Bent-Over Lateral Raises (Rear Delt Raises)
Description
PURPOSE: To develop the posterior (rear) head of the deltoid. This is the most commonly underdeveloped part of the shoulder because it's not visible in the mirror. However, rear delts are critical for a complete, three-dimensional shoulder appearance and for balanced shoulder health. EXECUTION: (1) Bend forward at the waist until your torso is roughly parallel to the floor (or sit on the edge of a bench and lean forward).
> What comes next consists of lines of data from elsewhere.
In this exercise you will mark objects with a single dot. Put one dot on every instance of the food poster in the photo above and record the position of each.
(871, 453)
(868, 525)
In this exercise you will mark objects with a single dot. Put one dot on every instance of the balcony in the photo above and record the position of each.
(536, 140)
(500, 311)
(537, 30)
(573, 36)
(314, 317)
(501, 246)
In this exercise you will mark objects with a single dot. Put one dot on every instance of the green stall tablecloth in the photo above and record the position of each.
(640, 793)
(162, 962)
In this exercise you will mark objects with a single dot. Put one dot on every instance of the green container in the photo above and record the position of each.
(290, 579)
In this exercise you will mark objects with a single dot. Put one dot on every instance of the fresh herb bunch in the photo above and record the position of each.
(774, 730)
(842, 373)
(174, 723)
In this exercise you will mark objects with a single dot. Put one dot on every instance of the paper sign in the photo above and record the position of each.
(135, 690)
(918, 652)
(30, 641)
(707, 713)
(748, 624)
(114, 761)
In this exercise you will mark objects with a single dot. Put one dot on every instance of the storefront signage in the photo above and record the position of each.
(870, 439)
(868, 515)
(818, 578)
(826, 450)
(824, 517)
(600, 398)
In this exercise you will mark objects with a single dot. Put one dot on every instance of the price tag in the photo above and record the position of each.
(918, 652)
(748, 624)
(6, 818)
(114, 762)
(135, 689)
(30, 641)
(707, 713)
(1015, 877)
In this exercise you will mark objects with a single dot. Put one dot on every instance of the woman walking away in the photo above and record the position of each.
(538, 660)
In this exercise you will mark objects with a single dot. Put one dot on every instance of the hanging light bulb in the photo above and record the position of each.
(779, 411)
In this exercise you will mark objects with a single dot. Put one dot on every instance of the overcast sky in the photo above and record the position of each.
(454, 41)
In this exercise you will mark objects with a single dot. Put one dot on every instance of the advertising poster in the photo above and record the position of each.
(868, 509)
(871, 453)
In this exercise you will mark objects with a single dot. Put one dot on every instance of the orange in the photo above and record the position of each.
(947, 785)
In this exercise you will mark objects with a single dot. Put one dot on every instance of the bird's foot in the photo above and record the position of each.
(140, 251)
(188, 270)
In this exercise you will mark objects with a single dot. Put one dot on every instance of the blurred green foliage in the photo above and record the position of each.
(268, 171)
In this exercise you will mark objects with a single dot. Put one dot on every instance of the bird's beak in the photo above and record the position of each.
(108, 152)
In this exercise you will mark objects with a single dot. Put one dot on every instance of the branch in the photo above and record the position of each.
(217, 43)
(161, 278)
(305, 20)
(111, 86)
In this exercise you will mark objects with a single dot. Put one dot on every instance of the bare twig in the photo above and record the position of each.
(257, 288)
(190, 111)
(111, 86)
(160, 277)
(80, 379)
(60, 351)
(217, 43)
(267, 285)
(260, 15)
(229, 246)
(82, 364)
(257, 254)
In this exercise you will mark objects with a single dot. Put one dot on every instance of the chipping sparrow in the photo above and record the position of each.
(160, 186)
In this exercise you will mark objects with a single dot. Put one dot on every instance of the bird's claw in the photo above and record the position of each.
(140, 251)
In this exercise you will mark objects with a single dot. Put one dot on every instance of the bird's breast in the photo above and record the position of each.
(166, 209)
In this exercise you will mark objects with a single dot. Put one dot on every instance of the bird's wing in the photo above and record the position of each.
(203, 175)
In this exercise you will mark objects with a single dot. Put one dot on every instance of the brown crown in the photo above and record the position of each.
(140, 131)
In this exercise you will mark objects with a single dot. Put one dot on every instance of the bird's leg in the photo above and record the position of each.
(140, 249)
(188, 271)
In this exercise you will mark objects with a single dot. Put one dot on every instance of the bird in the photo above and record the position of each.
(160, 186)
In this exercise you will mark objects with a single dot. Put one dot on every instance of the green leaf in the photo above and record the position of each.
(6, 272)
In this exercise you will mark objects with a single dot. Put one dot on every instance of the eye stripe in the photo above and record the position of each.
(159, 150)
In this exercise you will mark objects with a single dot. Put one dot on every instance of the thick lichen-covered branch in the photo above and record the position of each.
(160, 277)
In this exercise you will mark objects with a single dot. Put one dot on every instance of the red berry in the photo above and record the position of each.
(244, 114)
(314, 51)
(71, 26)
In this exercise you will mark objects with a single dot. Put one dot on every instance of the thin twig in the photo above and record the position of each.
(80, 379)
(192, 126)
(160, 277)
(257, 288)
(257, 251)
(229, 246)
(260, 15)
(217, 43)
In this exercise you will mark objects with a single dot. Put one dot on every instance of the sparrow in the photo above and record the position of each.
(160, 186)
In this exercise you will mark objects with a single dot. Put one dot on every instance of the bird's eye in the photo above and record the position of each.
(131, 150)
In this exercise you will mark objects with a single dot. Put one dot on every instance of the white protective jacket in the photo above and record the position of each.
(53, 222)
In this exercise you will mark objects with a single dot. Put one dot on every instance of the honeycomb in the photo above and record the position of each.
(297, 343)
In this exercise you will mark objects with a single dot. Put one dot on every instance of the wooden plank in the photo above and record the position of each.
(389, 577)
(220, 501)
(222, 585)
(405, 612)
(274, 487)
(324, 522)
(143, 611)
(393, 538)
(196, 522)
Hold a dumbbell in each hand hanging straight down. (2) Keeping a slight bend in your elbows, raise the dumbbells out to the sides in an arc until your arms are parallel to the floor. (3) Squeeze your rear delts at the top, then lower slowly. KEY TIPS: Don't raise your torso during the movement—keep it parallel to the floor throughout. Focus on squeezing the rear delts, not pulling with the traps or rhomboids. Use lighter weight than you think—rear delts are small muscles. Arnold: 'Most bodybuilders neglect their rear deltoids, which creates an imbalanced appearance from the side. I always made sure to include rear delt work in every shoulder session.' VARIATIONS: Face Pulls (cable), Reverse Pec Deck, Prone Incline Raises (lying face down on an incline bench).